Ловким, привычным движением оба солдата вскинули винтовки на бруствер. Щелкнули затворы. В бинокль я начал всматриваться прежде всего в то место, откуда австрийцы преследовали меня своим огнем. Ждать пришлось недолго. Вскоре позади австрийского окопа показалась человеческая фигура, спокойно двигавшаяся вдоль окопа. В бинокль она была очень хорошо видна.
– Видите прямо, чуть правее развалин идет австриец?
– Так точно…
– Ну, прицельтесь хорошенько… Шеренга-а, пли!
Рядом грянули два выстрела. Зашипели в сером воздухе пули. Фигура как бы с недоумением остановилась и потом со всех ног пустилась бежать. Но мои молодцы не зевали. Один за другим грянули новые два выстрела. В бинокль было видно, как фигура как-то странно перегнулась и, как сноп, свалилась назад. Сомнения не было, австриец был или ранен, или убит. Я не переставал наблюдать в бинокль.

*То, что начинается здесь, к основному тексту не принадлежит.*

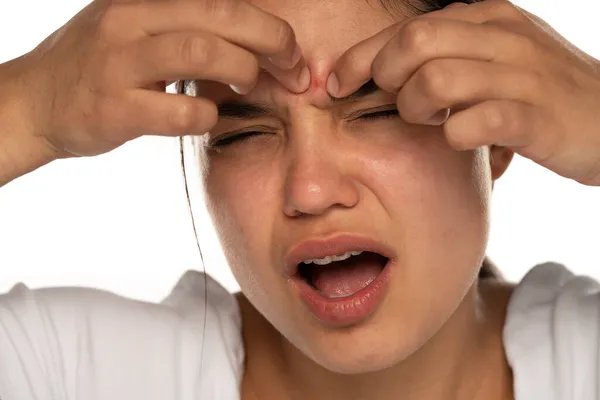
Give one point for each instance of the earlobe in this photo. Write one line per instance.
(500, 158)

Спустя короткое время около того же места снова показалась фигура какого-то австрийца, который, согнувшись, пробирался в тыл, к Радлову. Но от зорких глаз Белова трудно было укрыться.
– Ваше благородие, вон видать… Идет несмело. Городенко, видишь? – вполголоса, точно охотник, боящийся спугнуть дичь, произнес Белов.
– Вижу, ховается[24]
…Оба стрелка прицелились, ожидая моей команды.
– Шеренга-а, пли!..
Снова два выстрела. Фигура исчезла и больше не показывалась.
Так в течение целого часа мы не пропускали ни одного австрийца, появлявшегося над окопами. Доставалось даже и тем, которые обнаруживали себя в Радлове. В конце концов, наша назойливая стрельба надоела австрийцам. Сначала они отвечали отдельными ружейными выстрелами, но видя, что это не помогает, не на шутку обозлились и открыли огонь из пулемета. Пока пули сыпались, с визгом сбивая с бруствера брызги земли, мы преспокойно сидели на корточках на дне окопа и только посмеивались. Лишь только стрельба затихла, как мы снова высматривали уже новую жертву…
– Ой, батюшки! Да вы тут настоящий бой затеяли, – услышал я знакомый голос. Я обернулся. Ко мне приближался командир 2-й роты, известный читателю прапорщик Ковальский. – Из-за вас как раз под пулемет угодил… Так на брюхе и пролежал, пока, наконец, не угомонились проклятые «кепки»[25]
…– A-а, здравствуйте, Петр Петрович! Ну, спасибо, ребята, теперь ступайте.
В ответ послышалось бойкое: «Рады стараться, ваше благородие».
Мы с прапорщиком Ковальским пошли в мою землянку. По дороге я ему рассказывал о том, как я сегодня поссорился с австрийцами. Прапорщик Ковальский от души хохотал.
– Так им и надо, так им и надо, – повторял он, – они мне, черти полосатые, тоже порядочно сегодня надоели; надо будет и мне проделать такую же штуку. А я, знаете, сидел в своей конуре да и надумал от скуки к вам пойти поиграть в преферанс, а завтра вы ко мне; все как будто разнообразие, а то, право, сидишь как крот в норе, прямо даже тошно становится.